Witness Currie. Pale and shy Economist Lauchlin Currie, once of Harvard, now of the Federal Reserve Board, was gloomier still about the U. S. trend away from borrowing public savings for investment in capital goods. Between 1935 and 1937 capital investment by U. S. business totaled $21.8 billions but only $4.7 billions of the total was new money. The main part was reinvestment by corporations out of depreciation reserves, replacements, not additions to the nation's capital goods. He and Witness Hansen agreed U. S. corporations are becoming independent of new capital, able to finance themselves out of their own savings; therefore new outlets have to be found for the public's savings.
This argument prepared the way for another currently favored New Deal program. One industry which has not been able to finance the replacement of capital goods out of savings is the railroads. Most freight cars are becoming obsolete and there are 600,000 fewer cars in service than there were in the 205. Possibly $1,000,000,000 could be pumped into re-equipping the railroads with rolling stock.
Clinic. After hearing the diagnoses, SEC called patients for examination by the clinic. Those examined were U. S. Steel's young white-haired" Board Chairman Edward Stettinius Jr., General Electric's pa-triachal Owen D. Young, General Motors retiring Alfred P. Sloan Jr., United Aircraft's Frederick B. Rentschler. These tycoons readily agreed that their corporations need no outside capital to finance expansion.
Mr. Sloan and Mr. Young, both with heavy earnings, Mr. Stettinius with heavy deficits, agreed that enough millions were in their private kitties to buy all the new machinery needed. An $80,000,000,000 year for the country, said Mr. Sloan, would not strain General Motors plant capacity or its treasury, Mr. Stettinius declared that another 5,000,000 auto-year would not strain U. S. steel's existing capacity or make him a borrower of the public's savings. United Aircraft's Rentschler, representative of an infant industry, expected "as a matter of policy" to continue financing all new investments from earnings.
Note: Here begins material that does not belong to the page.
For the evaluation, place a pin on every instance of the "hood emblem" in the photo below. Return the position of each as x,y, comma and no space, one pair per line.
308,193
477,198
The clinic's conclusion: if full recovery occurs steady work is assured for a good part of corporation investment funds, steady machinery buying and factory building assured to U. S. capital goods industries, but there is little chance that top-flight U. S. corporations will give work to accumulated U. S. savings sufficient to win full recovery.
This conclusion checked with the ideas of SEC's New Chairman, Jerome Frank, the most eloquent and determined advocate of "investment spending" to draw idle savings into idle capital goods industries. Chairman Frank's SEC program is to push utility integration and stockmarket cooperation, but principally to safeguard "the lifeline of American democracy" along which flow "funds from investors to business and back to investors and to labor and to farmers, in the form of profits and wages." Big businessmen would gladly cooperate on such a device as railroad equipment pump priming which would be good for heavy industry. The investment spending which he, and many businessmen, advocate would encourage private industry to make new investments and supplement its shortcomings by Government investment.
Not yet, however, is the new policy an accomplished fact. Last June, a similar program was under consideration, but there came a sudden business flurry and Franklin Roosevelt sent the idea back to the dead file. Provided the stockmarket does not turn up sharply and reassure the Administration, investment spending may become the New Deal's 1939 economic program, a program in which the U. S. Government may become investment banker to the U. S. economy.